What does git merge in the background?

I know what $ git rebase does in the background. Assume this:

A -- B -- C
      
       D -- E

$ git rebase will remember all changes we made in e (base is b ) and apply them in base c . So the result is:

A -- B -- C -- D' -- E'

Now I want to know, what $ git merge does in the background? Actually the interesting part is "why merge has a possibility of conflict but rebase doesn't"?


to avoid conflict is using rebase before merge

Yes indeed: to avoid conflict when you will have to merge your branch to its upstream branch (when pushing, for instance): from your schema, the merge will be a fast-forward one.

Plus, you can train rebase to remember the conflict resolution you might have to do, meaning you can rebase multiple time without having to re-resolve all the same conflict. See git rerere (works even if you did not initially activate rerere, or you can do a manual retraining).

That is why I recommend rebasing ( pull --rebase ) before pushing (also in this answer): you resolve possible merge conflicts locally (in your local repo), before pushing back your local commits.

But make no mistake, a rebase will re-apply each of your commits on top of the other branch using a merge strategy. So merge conflicts can occur then.
This will be better expressed in Git 2.14.

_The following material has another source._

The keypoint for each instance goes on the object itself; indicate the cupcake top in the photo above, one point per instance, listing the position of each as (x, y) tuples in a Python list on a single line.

Conflicts have nothing to do with commits and everything to do with tree comparison.

If you make some changes in files A, B and C in branch 1, stash your changes and move to branch 2 where the contents of B are different, you'll get conflicts in file B. This is despite of you not making any commits whatsoever.

Merging and rebasing work in different ways. One of the most fundamental differences between merge and rebase is that a merge commit has multiple parent commits - if you'd ever wanted to go back from a merge commit, you'll have to specify the parent number.

The way the merge commit is made is that if the branch to be merged has 4 commits for example, then the merge commit is made on top of the main branch with changes equal to the sum of the changes in the 4 commits(similar to what you get when you squash commits). If you get conflicts, you get all the conflicts of all the changes at once.

Rebasing is different - changes are applied commit-by-commit. If there are conflicts in commit 2, then they have to be resolved before 3 is applied. The ID's of the commits are also changed to indicate that these are rebased commits.